Singapore needs to adopt tougher measures to protect the welfare of animals, Law and Foreign Minister K Shanmugam said at the opening ceremony of animal welfare conference Asia for Animals on Tuesday morning.

These measures should be undertaken in two areas - penalties for animal abusers and responsible pet ownership, he added.

Currently, those convicted of cruelty to animals under the Animals and Birds Act are subject to a fine of up to $10,000, a jail term of up to a year, or both.

Changes will be made to substantially enhance the laws to send a deterrent message to abusers, he said in his speech.

On responsible pet ownership, Mr Shanmugam, who is a known animal welfare advocate, said people may buy pets on impulse without knowing what having a pet entails.

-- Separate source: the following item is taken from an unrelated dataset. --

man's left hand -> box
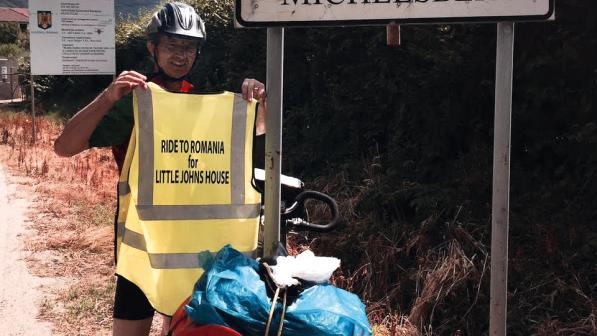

Pointing to the Agri-Food and Veterinary's two new pet shop licensing conditions - preventing the sale of dogs, cats and rabbits to those under the age of 16 and a mandatory pre-sale screening - that kicked in on Jan 1 and the introduction of animal welfare in school syllabus, Mr Shanmugam added that education will help produce a "substantive change" in the treatment of animals.

The five-day Asia for Animals conference, which started on Monday, is being attended by over 320 delegates from more than 30 countries. Singapore animal welfare group Animal Concerns Research and Education Society (Acres) is hosting it.

Its chief executive Louis Ng, who also spoke at the event, said a Bill proposing an increase in the penalty for animal abuse from the current $10,000 to a high of $50,000 will be "introduced in Parliament this year".

Six working groups formed during the event will discuss issues such as animal testing, animals in entertainment, cetaceans in captivity, dog and cat meat trade, stray dogs management and wildlife trade.

"Individually, we have made so much progress and I am confident that through the discussions and sharing that will take place during this conference and with more collaborations, we can achieve miracles," Mr Ng added.